Keberhasilan yang dicapai oleh populisme selama ini berdasarkan pada ketidak-puasan dari para pemilih terhadap keputusan-keputusan politik yang dikeluarkan oleh partai  berkuasa atau situasi perubahan watak dari lapisan intisari politik dalam masyarakat. Hal ini bisa tampak secara jelas melalui pandangan menentang penerimaan migran, mencurigai agama  Islam, menolak pernikahan sesama kelamin  di banyak negara Eropa  selama ini. Referendum di Inggris pada 6/2016 dengan pilihan warga “negeri embun” yang memilih keluarnya Inggris dari Uni Eropa atau disebut Brexit dianggap sebagai puncaknya gelombang serangan dari populisme terhadap benteng-benteng Eropa. Atau sebelumnya, Perdana Menteri Italia, Matteo Renzi telah harus mengundurkan diri setelah mengalami kegagalan dalam referendum tentang reformasi Undang-Undang Dasar. Kegagalan Matteo Renzi dianggap sebagai kesempatan  bagi para pendukung ideologi populisme yang menentang semua prinsip sosial, politik dan ekonomi tradisional.

Bersama-sama beraksi untuk menghadapinya

Kalangan analis mencemaskan bahwa populisme bisa lebih melanda secara luas di Eropa pada tahun ini. Walaupun populisme telah tidak mencapai kemenangan dalam pemilihan di Belanda baru-baru ini, tapi, pada waktu mendatang, Kanselir Jerman, Angela Merkel, orang yang telah membuka pintu untuk menerima serentetan migran selama dua tahun ini, sekali lagi akan mencalonkan diri lagi. Kesempatan bagi ibu Angela Merkel untuk terus mencapai kemenangan dalam pemilihan sangat tipis dalam menghadapi kebangkitan Partai AfD yang menentang kaum migran dan kaum Muslim.
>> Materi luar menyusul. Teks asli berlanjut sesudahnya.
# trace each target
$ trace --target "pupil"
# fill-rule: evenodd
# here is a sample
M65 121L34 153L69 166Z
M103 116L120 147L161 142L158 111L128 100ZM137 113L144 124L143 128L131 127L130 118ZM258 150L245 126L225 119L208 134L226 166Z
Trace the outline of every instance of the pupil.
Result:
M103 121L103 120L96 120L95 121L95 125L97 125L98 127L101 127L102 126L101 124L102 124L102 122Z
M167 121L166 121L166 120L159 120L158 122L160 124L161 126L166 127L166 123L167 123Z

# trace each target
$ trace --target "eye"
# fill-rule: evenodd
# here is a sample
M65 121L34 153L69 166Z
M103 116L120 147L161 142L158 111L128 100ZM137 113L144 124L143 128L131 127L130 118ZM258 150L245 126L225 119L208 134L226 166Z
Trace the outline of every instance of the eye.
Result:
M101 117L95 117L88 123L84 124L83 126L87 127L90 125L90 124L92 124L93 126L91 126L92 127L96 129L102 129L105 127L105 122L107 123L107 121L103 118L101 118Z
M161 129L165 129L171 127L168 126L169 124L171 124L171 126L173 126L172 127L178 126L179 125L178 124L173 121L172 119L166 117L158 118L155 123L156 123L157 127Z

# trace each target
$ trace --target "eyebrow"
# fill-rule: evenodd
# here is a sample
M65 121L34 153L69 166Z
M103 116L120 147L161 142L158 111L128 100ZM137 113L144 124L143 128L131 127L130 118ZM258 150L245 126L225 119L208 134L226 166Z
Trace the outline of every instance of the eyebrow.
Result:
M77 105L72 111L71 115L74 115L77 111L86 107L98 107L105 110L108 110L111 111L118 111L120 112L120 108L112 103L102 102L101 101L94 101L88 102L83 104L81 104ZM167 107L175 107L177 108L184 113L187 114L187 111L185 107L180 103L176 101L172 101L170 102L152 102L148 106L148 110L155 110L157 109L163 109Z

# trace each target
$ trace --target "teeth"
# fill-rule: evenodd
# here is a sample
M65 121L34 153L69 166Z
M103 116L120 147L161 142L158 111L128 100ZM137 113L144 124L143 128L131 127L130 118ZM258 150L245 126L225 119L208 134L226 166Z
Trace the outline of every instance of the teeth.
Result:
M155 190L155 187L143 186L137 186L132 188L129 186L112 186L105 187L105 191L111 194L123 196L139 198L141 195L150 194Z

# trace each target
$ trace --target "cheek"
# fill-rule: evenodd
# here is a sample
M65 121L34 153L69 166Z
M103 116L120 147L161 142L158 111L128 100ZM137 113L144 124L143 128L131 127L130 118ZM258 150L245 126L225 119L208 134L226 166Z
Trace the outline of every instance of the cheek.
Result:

Selain itu, ibu Angela Merkel juga harus  mencerita celaan keras di dalam partai politiknya.

Dalam pada itu, proses Brexit masih mengalami terlalu banyak rintangan. Proses mengaktifkan pasal 50 Traktat Lisabon bagi keluarnya Inggris dari Uni Eropa sedang mengalami langkah-langkah permulaan. Proses keluarnya Inggris dari Uni Eropa memakan waktu dua tahun, tetapi semua instabilitas tampaknya telah berpengaruh terhadap prospek pertumbuhan Inggris serta harapan tentang percepatan melakukan perundingan tentang perjanjian- perjanjian perdagangan bilateral dengan negara-negara di luar Uni Eropa. Ketika menilai penggalan jalan yang penuh rintangan di depan mata sebelum Inggris berupaya menggalang hubungan-hubungan ekonomi dan perdagangan baru, kalangan analis memperingatkan bahwa  keluarnya Inggris dari Uni Eropa hanyalah langkah pertama dari perjalanan ini. Inggris akan harus membentuk kebijakan perdagangan baru yang mungkin akan memakan waktu 20 tahun.

Bayangan hantu  populisme benar-benar menjadi kecemasan umum terhadap partai-partai demokrat, semua organisasi sosial dan kalangan media di Eropa sekarang ini. Sampai berapa lama hantu  baru ini mampu “bertahan” , hal itu akan bergantung pada langkah-langkah dalam memulihkan keaslian partai yang berkuasa dan daya-guna aksi politik yang dijalankan oleh pemerintah-pemerintah demokrat di Eropa. Jelaslah bahwa, populisme atau populisme sayap kanan sedang menjadi satu gejala dari institusi-institusi demokrat Barat, pada latar belakang ketidak-adilan sosial mungkin bisa memainkan peranan yang menentukan terhadap pilihan  para pemilih. Kalau pemerintah negara-negara Barat tidak berusaha lebih keras lagi untuk memecahkan banyak masalah sosial-ekonomi yang sedang mereka hadapi, maka populisme akan menimbulkan banyak gempa baru.